IDC projects that the high demand for AI computing power isn’t likely to abate very soon. “We see that cloud service providers are growing quickly, but their spending will slow down,” Hoff says. Beyond that, a second wave of demand may come from “sovereign funds,” such as Saudi Arabia, which is building the Humain “AI hub,” a large AI infrastructure complex that it will fund and control. Another wave of demand could come from large multinational corporations that want to build similar “sovereign” AI infrastructure, Hoff explains. There’s a lot of stuff in 2027 and 2028 that’ll keep driving demand.”

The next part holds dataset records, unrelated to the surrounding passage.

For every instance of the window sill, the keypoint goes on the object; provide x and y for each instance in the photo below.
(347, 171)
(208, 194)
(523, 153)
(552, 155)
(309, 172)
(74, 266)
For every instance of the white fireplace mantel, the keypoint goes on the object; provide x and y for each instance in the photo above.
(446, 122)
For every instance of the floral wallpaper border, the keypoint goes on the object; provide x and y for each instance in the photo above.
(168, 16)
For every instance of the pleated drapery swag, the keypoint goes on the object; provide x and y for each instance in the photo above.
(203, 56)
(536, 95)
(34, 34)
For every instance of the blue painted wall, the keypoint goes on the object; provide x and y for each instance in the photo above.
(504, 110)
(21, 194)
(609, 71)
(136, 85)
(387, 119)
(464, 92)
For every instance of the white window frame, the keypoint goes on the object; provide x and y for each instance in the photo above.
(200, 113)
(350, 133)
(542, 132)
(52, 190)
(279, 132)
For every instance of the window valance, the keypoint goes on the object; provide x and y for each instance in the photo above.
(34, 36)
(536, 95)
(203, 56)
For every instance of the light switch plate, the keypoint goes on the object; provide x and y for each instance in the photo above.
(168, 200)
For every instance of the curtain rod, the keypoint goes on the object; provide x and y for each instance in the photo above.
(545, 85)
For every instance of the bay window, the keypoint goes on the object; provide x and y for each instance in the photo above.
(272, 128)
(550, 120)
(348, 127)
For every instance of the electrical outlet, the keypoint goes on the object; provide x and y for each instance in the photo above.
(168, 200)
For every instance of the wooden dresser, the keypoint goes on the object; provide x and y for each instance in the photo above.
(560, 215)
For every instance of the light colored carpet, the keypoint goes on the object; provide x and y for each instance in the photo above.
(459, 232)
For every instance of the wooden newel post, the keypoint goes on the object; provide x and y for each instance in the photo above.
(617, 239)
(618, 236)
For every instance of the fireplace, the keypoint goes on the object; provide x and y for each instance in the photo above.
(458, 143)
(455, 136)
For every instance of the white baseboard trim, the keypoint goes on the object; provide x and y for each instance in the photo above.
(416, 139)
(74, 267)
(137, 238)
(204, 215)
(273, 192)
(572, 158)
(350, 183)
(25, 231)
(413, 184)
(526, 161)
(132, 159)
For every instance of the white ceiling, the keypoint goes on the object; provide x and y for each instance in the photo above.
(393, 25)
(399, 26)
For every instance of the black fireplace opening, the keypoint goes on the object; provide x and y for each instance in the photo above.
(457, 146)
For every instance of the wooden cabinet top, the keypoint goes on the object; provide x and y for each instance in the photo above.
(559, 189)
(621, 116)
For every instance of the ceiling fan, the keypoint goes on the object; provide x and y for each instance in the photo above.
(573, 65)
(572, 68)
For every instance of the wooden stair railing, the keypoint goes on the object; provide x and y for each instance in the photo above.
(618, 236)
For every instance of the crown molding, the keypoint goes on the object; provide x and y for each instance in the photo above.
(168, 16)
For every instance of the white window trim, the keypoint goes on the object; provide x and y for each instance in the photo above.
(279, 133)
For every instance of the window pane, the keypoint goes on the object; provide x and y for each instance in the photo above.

There are plenty of “chipmaker challenges Nvidia” stories out there, but the deeper one delves into the economic complexities and competitive dynamics of the AI chip market, much of the drama drains away. As AI finds more applications in both business and consumer tech, AI models will be asked to do more and more kinds of work, and each one will demand various mixtures of generalist or specialized chips. So while there is growing competitive pressure on Nvidia, there’s still a lot of good reasons for players like Google and Amazon to collaborate with Nvidia.
“In the next two years, there is more demand than supply so almost none of that matters,” says Moor Insights & Strategy chief analyst Patrick Moorhead. Moorhead believes that five years from now Nvidia GPUs will still retain their 70% market share.